After three terrific specials in three years (and a fourth on the way), Raanan Hershberg is one of the funniest, most prolific comics working today. His dyspeptic delivery has the cadence of Gilbert Gottfried, but his joke writing evokes the craft of older comedians. In a nice modern update of the old Groucho Marx line about never wanting to be part of a club that would have him as a member, Hershberg says in his new hour, “Brave”: “When someone’s into me, I view that as a red flag.”

Why aren’t more people into Hershberg? He has self-released all his specials and he has a strong reputation in comedy circles, but he has yet to break through. For one thing, he has no gimmick. Nor does he traffic in attention-getting politics. And if he ties his jokes together into any coherent theme, it is a fairly banal skepticism of dogmatic thinking of all stripes. But his jokes are trickier than they seem, more interesting in their form than their content.

He comes on strong and loud but can go subtle and wry as well. He has a knack for zeroing in on small, familiar things and making you look at them in new ways, like his riff on how the justice system penalizes criminals by sentencing them to community service. After inviting us to consider that term, he concludes that you know we are a “selfish country when the punishment for a crime is to be a good person.” His joke about fear-mongering over transgender people using bathrooms that align with their identities is the best I’ve heard on the topic. Then he follows it by saying concern over transphobia is why he would never go on Joe Rogan’s podcast — unless, of course, he was asked.
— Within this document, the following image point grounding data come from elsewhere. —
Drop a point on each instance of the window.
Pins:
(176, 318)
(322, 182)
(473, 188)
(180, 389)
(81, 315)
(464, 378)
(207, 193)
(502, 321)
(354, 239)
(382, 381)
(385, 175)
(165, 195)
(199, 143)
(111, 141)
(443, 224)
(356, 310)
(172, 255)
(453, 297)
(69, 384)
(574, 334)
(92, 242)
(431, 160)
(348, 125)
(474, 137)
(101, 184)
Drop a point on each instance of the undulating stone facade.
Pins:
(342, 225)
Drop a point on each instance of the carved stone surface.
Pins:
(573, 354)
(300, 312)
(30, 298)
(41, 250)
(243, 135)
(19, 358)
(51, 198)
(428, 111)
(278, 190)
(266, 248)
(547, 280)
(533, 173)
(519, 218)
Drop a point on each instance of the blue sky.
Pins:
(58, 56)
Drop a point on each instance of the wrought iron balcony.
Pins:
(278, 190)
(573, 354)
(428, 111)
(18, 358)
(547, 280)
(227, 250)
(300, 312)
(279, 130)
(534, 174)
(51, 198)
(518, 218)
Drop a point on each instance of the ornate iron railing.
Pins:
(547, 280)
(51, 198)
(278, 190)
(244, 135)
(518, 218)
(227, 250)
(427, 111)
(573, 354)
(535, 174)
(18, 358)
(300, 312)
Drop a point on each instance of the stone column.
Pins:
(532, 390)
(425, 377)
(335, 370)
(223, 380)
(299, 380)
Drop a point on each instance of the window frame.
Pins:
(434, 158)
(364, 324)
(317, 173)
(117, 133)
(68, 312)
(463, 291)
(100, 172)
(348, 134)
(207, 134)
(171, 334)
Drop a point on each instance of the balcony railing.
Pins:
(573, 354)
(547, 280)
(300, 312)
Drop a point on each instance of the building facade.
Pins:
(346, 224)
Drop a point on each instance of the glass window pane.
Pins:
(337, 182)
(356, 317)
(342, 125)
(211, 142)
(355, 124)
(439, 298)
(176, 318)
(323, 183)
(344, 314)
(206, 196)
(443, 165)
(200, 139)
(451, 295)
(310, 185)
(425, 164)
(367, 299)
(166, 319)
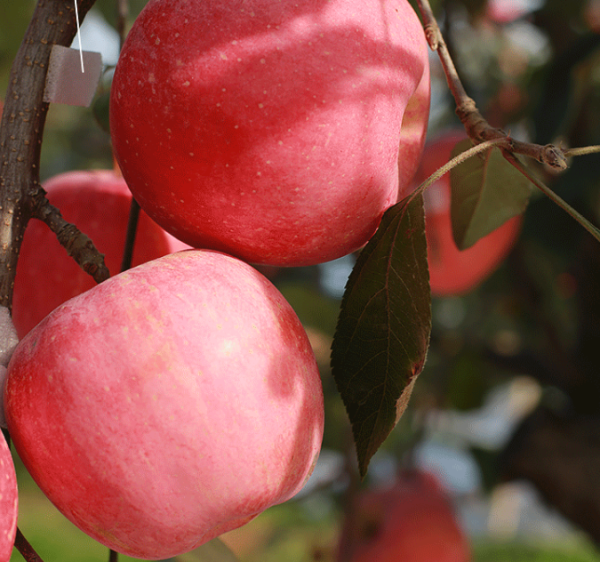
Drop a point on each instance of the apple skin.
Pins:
(8, 502)
(168, 404)
(411, 521)
(278, 132)
(98, 203)
(452, 271)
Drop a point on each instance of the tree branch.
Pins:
(477, 127)
(22, 127)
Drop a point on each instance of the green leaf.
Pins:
(212, 551)
(486, 192)
(382, 336)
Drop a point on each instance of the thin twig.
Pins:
(593, 230)
(478, 129)
(583, 151)
(459, 159)
(122, 15)
(78, 245)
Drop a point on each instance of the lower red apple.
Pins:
(411, 521)
(168, 404)
(8, 502)
(98, 203)
(452, 271)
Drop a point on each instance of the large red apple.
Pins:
(452, 271)
(98, 203)
(411, 521)
(167, 405)
(8, 502)
(276, 131)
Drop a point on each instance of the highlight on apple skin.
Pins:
(409, 521)
(278, 132)
(168, 404)
(452, 271)
(8, 502)
(97, 202)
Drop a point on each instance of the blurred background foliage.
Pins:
(506, 411)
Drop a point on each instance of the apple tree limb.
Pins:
(21, 133)
(478, 129)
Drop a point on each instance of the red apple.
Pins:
(507, 11)
(98, 203)
(452, 271)
(412, 521)
(8, 502)
(278, 132)
(168, 404)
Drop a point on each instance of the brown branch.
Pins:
(22, 127)
(477, 127)
(78, 245)
(26, 550)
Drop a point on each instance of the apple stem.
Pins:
(26, 550)
(121, 23)
(478, 129)
(134, 215)
(22, 128)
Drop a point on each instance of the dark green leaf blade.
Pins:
(382, 336)
(486, 192)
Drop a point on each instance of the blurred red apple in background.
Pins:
(452, 271)
(278, 132)
(98, 203)
(168, 404)
(411, 521)
(8, 502)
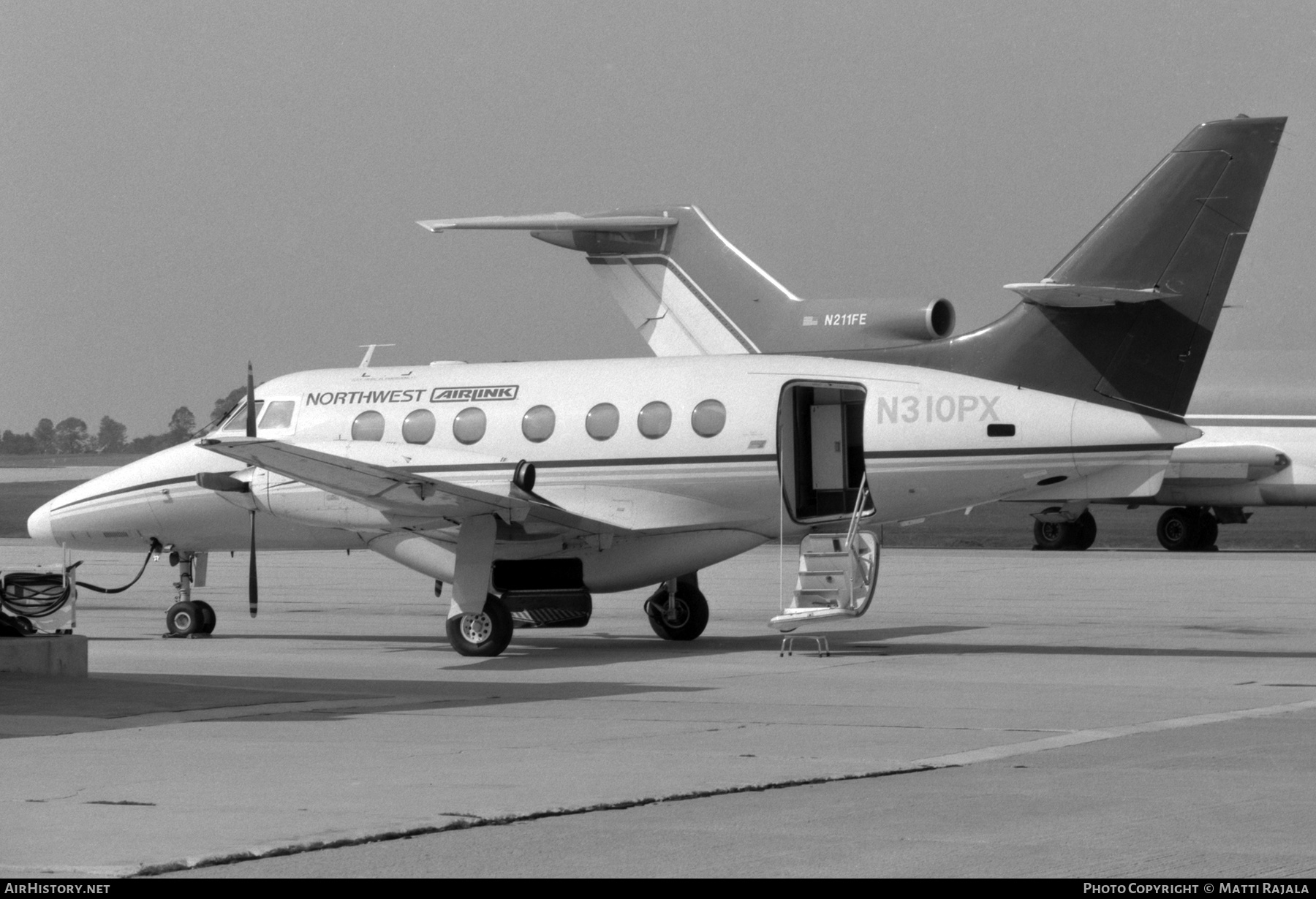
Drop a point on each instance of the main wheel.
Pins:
(1178, 529)
(486, 634)
(691, 614)
(207, 616)
(1085, 531)
(1053, 535)
(184, 619)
Hershberg repeatedly works himself into a fuddled rage, specializing in two kinds of rants: one in which he confidently picks something apart and another in which his passion itself becomes the butt of the joke. In the final 10 minutes, he manages to deftly weave both strategies into an intricate joke. On the surface, it’s a case against astrology. But his running commentary on the joke turns it into something more formally adventurous that plays off the stand-up convention of telling audiences that what they’re about to hear is true. Most comics close their sets on broad gags, something sexual maybe or a big act-out. But Hershberg tries a more creative callback, one that makes a sharp point about the art while earning laughs from the blurry territory between truth and fiction.

(Stream it on YouTube)

A beautiful shot opens this debut hour portraying the comedian Mo Welch in the middle of a country road without a person in sight. Under a vast blue sky with a barn in the distance, she tries some crowd work to the sound of wind and insects. Then Welch tells a dark joke, explaining that the last time she saw her dad, they were playing hide-and-seek. “That was 20 years ago,” she says. “So he must have found a really good spot to hide.”

What follows is a mix of documentary and standup special, shifting from Welch telling jokes in front of a crowd (a more radical special would stay on the road) to her talking about her father, who cheated on her mother, spent time in jail and remains a mystery to her. Dad jokes, as well as jokes about Dad, have been a fixture of Welch’s career, adding another layer of self-examination to this project.

It’s a search to repair a broken relationship but more specifically to understand her own history. Along the way, she visits with her mother and makes some dark jokes about her family, while suspense builds as she gets closer to meeting him. Welch has a charming screen presence, with a jarring lightness about her. Her father, stone-faced and grizzled, couldn’t be more different. Their scene together is a sharp contrast with the recent face-off the comic Jerrod Carmichael had on his reality show with his stoic father.

Whereas Carmichael seems in control there, Welch presents something more absurd, unstable and anticlimactic. She veers from conflict, even deflecting it. There’s power in the unsaid. The jokes in their meeting are funny but also brutal. The last image we see is of Welch riding with her father on his motorcycle. It’s a lovely shot, but you don’t get the sense that they’re going anywhere.